Sehr geehrte Frau Präsidentin! Meine Damen und Herren! Als wir uns in der Koalition zu diesem Gesetzentwurf ausgetauscht haben, war eines klar: Eine intensive inhaltliche Debatte war in diesem Verfahren aufgrund seiner besonderen Bedeutung nicht zu erwarten. Es sollte von Anfang an über die zeitliche Ausgestaltung des Gesetzes gesprochen werden.
Eine Entfristung ist erforderlich, wenn der bisherige ausgestaltete Schutz erhalten bleiben soll. Ganz schnell stellte sich dann die Frage nach der Effizienz des bestehenden Gesetzes. Statistiken, Zahlen und Begründungen wurden bemüht. Es war spannend zu beobachten, wie sehr wir uns von Zahlen beeindrucken lassen.
Als aktiver Nichtraucher stehe ich für einen möglichst weitreichenden Schutz. Da meine ich nicht nur das Abstellen auf bloße Zahlen, sprich auf Menschen bezogen, sondern auf bestimmte Zielgruppen, wie zum Beispiel Kinder oder Menschen in besonderen Lebenssituationen, wie zum Beispiel Schwangerschaften. Ich habe deshalb nicht die Geschichte eines großen zahlenmäßigen Erfolges erwartet. Ob es sich um Landes- oder Bundesdurch
schnitte handelt oder ob die Zahlen schon unter ihrem Verfallsdatum leiden, ich glaube eben gerade nicht, dass blanke Zahlen den Erfolg des Nichtraucherschutzes ganzheitlich wiedergeben. Die Effekte des Gesetzes sind unter verschiedenen Aspekten zu betrachten.
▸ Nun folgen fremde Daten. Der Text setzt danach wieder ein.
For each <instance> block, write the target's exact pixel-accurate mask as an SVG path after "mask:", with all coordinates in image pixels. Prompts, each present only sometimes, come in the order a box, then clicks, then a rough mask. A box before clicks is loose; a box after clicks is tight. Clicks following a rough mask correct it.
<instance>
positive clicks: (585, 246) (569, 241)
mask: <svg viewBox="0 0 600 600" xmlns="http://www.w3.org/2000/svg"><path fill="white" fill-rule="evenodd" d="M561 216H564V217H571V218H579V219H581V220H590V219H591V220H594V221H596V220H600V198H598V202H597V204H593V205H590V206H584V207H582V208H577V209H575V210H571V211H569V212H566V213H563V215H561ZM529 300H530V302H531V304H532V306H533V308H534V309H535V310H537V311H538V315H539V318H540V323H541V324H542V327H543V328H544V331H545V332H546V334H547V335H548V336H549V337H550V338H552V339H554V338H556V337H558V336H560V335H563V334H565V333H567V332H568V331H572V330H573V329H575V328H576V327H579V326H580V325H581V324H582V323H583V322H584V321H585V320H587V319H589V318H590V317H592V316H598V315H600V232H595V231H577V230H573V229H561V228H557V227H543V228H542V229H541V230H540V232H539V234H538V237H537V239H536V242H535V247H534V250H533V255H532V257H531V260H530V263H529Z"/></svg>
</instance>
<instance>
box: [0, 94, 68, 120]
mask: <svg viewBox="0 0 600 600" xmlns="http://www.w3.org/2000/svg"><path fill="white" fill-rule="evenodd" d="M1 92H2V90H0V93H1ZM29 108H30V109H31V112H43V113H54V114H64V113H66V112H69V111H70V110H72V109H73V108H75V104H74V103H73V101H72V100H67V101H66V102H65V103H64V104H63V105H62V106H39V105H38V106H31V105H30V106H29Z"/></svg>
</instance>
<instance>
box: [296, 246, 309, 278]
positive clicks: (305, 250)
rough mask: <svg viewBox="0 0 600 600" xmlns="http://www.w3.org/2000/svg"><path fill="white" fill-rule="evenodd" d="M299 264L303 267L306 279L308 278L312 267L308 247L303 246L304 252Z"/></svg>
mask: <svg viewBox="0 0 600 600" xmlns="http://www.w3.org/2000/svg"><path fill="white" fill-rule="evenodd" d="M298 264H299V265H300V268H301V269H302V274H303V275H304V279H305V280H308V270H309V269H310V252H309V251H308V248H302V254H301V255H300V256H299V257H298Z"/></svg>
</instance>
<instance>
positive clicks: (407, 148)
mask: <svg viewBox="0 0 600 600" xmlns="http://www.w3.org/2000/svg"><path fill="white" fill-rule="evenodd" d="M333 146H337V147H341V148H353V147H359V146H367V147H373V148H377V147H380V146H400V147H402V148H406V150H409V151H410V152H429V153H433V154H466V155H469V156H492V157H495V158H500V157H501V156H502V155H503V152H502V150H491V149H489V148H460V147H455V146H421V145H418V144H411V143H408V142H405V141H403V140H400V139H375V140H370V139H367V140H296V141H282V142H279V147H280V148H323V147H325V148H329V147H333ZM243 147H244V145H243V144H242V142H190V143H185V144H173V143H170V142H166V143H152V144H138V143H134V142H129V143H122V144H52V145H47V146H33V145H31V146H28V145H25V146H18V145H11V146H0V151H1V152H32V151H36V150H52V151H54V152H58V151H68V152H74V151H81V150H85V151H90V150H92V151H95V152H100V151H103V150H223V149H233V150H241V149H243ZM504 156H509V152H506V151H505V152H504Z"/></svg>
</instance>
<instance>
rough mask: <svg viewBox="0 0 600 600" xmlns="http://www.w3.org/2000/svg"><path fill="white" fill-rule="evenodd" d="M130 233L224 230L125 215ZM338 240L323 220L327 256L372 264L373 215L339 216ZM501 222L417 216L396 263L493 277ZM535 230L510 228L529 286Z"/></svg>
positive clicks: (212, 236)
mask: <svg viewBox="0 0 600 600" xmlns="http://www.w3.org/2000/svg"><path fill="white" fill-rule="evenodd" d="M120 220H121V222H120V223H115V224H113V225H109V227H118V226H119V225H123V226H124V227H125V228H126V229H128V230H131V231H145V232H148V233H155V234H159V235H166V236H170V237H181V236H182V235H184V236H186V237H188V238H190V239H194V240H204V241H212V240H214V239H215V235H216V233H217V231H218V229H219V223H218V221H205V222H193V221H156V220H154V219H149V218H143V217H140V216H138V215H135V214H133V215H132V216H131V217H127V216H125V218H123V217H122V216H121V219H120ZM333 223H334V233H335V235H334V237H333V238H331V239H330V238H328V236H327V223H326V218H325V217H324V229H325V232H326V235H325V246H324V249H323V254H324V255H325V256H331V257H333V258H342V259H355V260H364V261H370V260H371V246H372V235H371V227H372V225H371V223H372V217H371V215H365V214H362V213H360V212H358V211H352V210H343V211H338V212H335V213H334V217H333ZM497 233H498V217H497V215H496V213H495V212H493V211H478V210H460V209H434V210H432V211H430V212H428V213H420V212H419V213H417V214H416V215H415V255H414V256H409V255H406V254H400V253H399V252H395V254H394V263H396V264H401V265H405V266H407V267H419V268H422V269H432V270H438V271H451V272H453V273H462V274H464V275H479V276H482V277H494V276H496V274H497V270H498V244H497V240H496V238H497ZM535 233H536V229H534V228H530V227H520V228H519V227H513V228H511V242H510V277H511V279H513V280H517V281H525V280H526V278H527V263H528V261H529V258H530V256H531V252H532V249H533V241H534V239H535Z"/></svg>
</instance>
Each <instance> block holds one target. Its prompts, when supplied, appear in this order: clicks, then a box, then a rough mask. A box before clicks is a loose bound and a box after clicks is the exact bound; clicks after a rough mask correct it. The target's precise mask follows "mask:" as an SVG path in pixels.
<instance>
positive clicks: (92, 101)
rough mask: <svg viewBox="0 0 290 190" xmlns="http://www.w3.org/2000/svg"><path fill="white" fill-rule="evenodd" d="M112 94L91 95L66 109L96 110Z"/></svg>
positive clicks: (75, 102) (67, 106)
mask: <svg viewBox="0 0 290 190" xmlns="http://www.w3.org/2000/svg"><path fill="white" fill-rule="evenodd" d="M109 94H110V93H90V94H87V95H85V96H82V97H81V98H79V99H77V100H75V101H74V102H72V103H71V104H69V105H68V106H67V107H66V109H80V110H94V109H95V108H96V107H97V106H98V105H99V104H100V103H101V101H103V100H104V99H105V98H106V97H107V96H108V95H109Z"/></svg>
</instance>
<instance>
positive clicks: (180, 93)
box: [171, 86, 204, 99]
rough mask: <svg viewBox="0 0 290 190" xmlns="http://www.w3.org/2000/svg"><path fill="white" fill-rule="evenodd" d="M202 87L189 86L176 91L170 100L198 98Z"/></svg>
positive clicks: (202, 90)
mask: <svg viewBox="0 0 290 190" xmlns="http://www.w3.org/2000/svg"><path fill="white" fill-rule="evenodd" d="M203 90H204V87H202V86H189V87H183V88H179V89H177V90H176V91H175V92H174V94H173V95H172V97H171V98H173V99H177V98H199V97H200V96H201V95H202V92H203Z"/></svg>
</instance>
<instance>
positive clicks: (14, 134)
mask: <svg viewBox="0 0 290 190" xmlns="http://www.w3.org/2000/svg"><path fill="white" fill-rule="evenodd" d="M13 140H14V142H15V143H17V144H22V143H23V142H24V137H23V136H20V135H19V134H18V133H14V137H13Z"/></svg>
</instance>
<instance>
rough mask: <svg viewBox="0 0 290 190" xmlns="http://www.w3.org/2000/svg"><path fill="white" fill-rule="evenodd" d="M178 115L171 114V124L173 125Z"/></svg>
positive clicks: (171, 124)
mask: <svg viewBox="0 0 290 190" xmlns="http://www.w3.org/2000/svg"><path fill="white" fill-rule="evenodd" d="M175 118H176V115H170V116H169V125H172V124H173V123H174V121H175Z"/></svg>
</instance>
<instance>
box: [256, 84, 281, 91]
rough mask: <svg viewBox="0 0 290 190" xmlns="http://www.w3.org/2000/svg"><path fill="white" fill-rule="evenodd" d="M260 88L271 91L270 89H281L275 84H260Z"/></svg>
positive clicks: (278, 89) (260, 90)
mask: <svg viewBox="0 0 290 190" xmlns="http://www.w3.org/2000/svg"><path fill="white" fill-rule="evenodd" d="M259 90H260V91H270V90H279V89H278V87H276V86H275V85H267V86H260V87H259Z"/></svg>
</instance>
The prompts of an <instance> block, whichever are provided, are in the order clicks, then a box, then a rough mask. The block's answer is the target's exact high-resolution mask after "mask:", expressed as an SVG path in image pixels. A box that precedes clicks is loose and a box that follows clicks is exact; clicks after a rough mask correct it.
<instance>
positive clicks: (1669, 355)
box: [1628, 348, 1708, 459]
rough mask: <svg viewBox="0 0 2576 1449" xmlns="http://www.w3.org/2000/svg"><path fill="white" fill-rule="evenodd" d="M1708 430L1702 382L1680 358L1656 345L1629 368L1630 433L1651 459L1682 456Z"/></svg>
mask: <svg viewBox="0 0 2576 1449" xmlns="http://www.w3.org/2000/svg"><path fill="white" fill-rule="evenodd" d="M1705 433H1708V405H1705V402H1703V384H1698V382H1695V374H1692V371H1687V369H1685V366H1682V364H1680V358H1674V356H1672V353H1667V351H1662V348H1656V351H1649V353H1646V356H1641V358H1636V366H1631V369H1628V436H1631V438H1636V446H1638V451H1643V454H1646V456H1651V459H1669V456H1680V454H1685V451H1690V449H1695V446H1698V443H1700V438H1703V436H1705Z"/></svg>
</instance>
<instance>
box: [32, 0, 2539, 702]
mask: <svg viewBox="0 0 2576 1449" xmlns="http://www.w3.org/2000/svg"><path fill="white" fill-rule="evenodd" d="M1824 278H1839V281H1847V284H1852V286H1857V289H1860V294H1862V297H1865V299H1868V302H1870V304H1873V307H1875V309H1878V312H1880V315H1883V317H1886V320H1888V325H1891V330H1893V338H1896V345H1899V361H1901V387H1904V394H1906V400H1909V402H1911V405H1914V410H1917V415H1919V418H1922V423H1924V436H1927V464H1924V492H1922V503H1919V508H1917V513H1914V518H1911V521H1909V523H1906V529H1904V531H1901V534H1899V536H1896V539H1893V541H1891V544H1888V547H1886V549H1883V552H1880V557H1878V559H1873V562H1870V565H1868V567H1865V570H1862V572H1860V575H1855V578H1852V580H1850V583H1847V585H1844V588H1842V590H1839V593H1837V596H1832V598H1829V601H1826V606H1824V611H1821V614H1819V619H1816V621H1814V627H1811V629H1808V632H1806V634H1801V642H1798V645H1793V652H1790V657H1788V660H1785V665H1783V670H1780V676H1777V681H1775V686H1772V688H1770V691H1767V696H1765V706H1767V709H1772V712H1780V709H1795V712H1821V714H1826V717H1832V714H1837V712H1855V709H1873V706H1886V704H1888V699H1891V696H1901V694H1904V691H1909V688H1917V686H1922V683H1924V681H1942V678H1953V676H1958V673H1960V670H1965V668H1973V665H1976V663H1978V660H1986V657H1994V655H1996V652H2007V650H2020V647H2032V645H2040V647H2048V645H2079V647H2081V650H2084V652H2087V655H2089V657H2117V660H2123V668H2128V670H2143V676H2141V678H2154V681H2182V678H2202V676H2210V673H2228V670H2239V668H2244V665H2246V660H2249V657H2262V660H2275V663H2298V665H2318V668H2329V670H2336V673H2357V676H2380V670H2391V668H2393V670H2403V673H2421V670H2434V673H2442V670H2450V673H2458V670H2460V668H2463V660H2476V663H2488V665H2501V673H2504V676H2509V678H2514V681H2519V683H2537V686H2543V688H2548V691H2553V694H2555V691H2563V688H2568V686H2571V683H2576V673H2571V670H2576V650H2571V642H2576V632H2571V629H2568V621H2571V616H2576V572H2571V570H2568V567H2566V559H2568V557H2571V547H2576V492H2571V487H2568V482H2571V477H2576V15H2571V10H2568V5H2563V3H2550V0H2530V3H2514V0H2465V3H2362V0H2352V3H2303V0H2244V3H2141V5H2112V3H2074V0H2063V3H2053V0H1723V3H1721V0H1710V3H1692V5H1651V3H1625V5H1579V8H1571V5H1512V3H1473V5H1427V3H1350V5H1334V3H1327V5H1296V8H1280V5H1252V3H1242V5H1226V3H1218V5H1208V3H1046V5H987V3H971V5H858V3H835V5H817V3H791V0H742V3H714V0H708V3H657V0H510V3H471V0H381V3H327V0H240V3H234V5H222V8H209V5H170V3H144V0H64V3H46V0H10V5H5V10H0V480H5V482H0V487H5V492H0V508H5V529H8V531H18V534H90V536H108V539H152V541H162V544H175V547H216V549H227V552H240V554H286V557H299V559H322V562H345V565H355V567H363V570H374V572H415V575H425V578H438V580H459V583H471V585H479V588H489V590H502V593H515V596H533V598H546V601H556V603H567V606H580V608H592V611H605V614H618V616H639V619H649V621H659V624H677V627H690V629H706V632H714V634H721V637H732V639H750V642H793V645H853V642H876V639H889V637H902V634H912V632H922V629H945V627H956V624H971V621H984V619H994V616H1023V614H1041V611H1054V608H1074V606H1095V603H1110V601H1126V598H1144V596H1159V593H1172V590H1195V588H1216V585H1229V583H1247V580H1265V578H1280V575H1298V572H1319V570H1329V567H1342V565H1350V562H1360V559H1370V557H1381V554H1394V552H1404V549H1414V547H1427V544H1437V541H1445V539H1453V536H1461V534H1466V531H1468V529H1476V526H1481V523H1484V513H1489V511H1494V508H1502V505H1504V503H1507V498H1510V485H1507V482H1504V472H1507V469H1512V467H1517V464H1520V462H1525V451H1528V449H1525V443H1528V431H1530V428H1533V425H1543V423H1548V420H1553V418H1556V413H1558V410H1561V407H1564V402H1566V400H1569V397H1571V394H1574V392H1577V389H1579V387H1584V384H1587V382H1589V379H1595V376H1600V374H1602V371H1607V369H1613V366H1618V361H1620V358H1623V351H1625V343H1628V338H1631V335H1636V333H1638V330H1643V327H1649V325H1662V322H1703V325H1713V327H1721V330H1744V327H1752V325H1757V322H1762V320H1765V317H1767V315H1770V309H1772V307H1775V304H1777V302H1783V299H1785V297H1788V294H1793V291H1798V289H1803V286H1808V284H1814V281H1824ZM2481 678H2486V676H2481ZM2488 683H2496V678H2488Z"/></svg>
Es war insofern eine interessante Diskussion, aber wesentlicher ist doch jeder einzelne Erfolg, jede konkrete Umsetzung, die gesundheitliche Schädigungen minimiert. Die Sicherung eines umfassenden Nichtraucherschutzes ist oberste Messlatte und nicht das reine Zahlenwerk.
Meine Damen und Herren, die Akzeptanz gegenüber den Tabakwaren sinkt. Rauchen wird immer unattraktiver, der Schutz der Nichtraucher nimmt flächendeckend Form an.
Meine Damen und Herren, insofern war ich für den Ausflug in die Grundsatzfragen dankbar. Beachtlich fand ich aber auch die Diskussion über die kleinen Eckkneipen, wir hörten sie schon. Sie wissen, ich meine die Kleinstgaststätten um die Ecke, in denen sich der Raucher gut aufgehoben fühlt – nicht größer als 75 Quadratmeter, und das Rauchen ist erlaubt.
Einmal mehr habe ich festgestellt, dass die Rechtsprechung des Bundesverfassungsgerichtes unserer Opposition an der einen oder anderen Stelle deutlich voraus ist. Sie wirkt nicht nur gestalterisch, nein, sie hat auch dokumentiert, dass sie in den Fragen der wirtschaftlichen Bestandssicherung klare Grenzziehungen schafft. Das Ergebnis ist nämlich exakt die Ausnahmeregelung in Bezug auf die Kleinstkneipen, wie eben beschrieben.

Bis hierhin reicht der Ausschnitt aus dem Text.